Bioinformatics Study of m.9053G>A Mutation at the ATP6 Gene in Relation to Type 2 Diabetes Mellitus and Cataract Diseases

*Iman Permana Maksum; Sandy Risfi Saputra; Nenden Indrayati; *Muhammad Yusuf; Toto Subroto

doi:10.1177/1177932217728515

. 2017 Sep 12;11:1177932217728515. doi: 10.1177/1177932217728515

Bioinformatics Study of m.9053G>A Mutation at the ATP6 Gene in Relation to Type 2 Diabetes Mellitus and Cataract Diseases

*Iman Permana Maksum ¹, Sandy Risfi Saputra ¹, Nenden Indrayati ¹, *Muhammad Yusuf ^1,², Toto Subroto ^1,^2,^✉

PMCID: PMC5598796 PMID: 28932107

Abstract

The mitochondrial disease often associated with various illnesses in relation to the activity of cells metabolites and the synthesis of adenosine triphosphate (ATP), including alteration in the mitochondrial DNA. The mutation of m.9053G>A at the ATP6 gene was found in patients with type 2 diabetes mellitus (DM type 2) and cataract. Therefore, this mutation is predicted to be clinical features of the 2 diseases.
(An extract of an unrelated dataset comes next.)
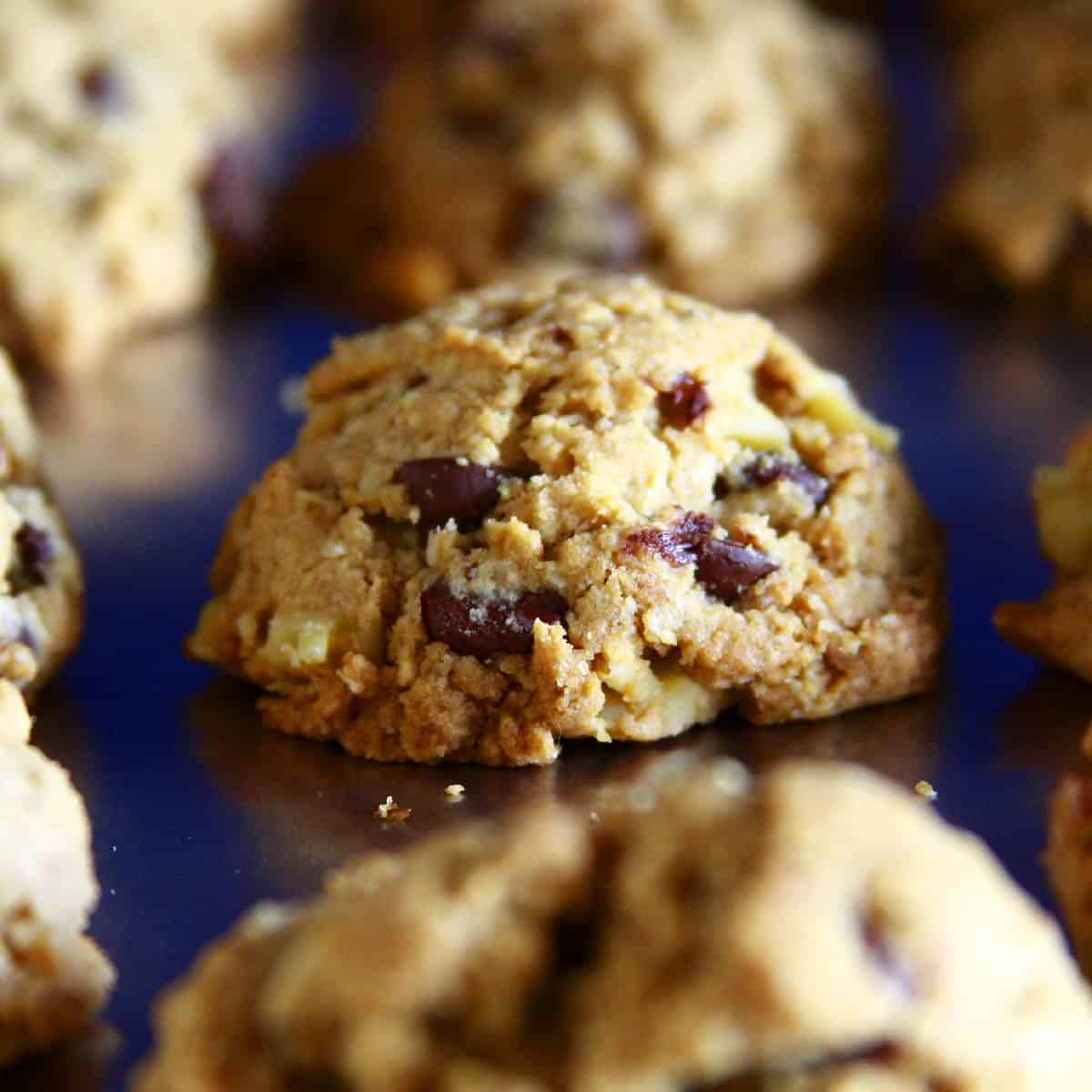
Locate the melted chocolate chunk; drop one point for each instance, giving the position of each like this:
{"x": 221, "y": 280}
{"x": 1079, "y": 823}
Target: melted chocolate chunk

ATP6 gene encodes protein subunit of ATPase6, a part of ATP synthase, which is important in the electron transfer and proton translocation in intracellular respiration system. This study aims to investigate the mutation effect of m.9053G>A at the ATP6 gene (S167N) to the structure and function of ATPase6 using bioinformatics method. The structure of ATPase6 was constructed using homology modeling method. The crystal structure of bovine’s ATP synthase (Protein Data Bank ID 5FIL) was used as a template because of high sequence similarity (77%) and coverage (96%) of the input sequence. The effect of mutation was investigated at the proton translocation channel of ATPase6. It is predicted that the channel was disrupted due to changes in electrostatic potential from serine to asparagine. Furthermore, molecular docking suggests that water binding on the proton translocation channel in the S167N mutant was different from the wild type. The result of this study is hoped to be useful in the development of a new genetic marker for DM type 2 and cataract.

Keywords: ATP6, diabetes mellitus, cataract, bioinformatics, proton translocation

Introduction

Mitochondria are organelles of eukaryotic cells which play an important role in producing energy in the form of adenosine triphosphate (ATP) by ATP synthase complex.¹ The complex of ATP synthase in mammals is composed of 2 parts, which are F₁ that has a catalytic site for ATP synthesis and hydrolysis and F₀ that has proton channel to translocate proton across the mitochondrial membrane.² Two subunits of F₀, ie, ATPase6 (subunit a) and ATPase8 (A6L), are coded by mitochondrial DNA (mtDNA), whereas the rest of subunits are coded by nuclear DNA.³ Therefore, mutations in mtDNA, especially that of subunits a and A6L, would affect the cell metabolism in producing energy that is crucial for all organs in human body.⁴ There are 2 mutations of mtDNA which are related to type 2 diabetes mellitus (DM type 2) that complicated with cataract disease, ie., A3243G and C12258A.⁵ Thus, mitochondrial disorder–related diseases are interesting to be studied. In 2014, World Health Organization reported that Indonesia is the fifth and the second largest country regarding a number of diabetes and cataract cases, respectively.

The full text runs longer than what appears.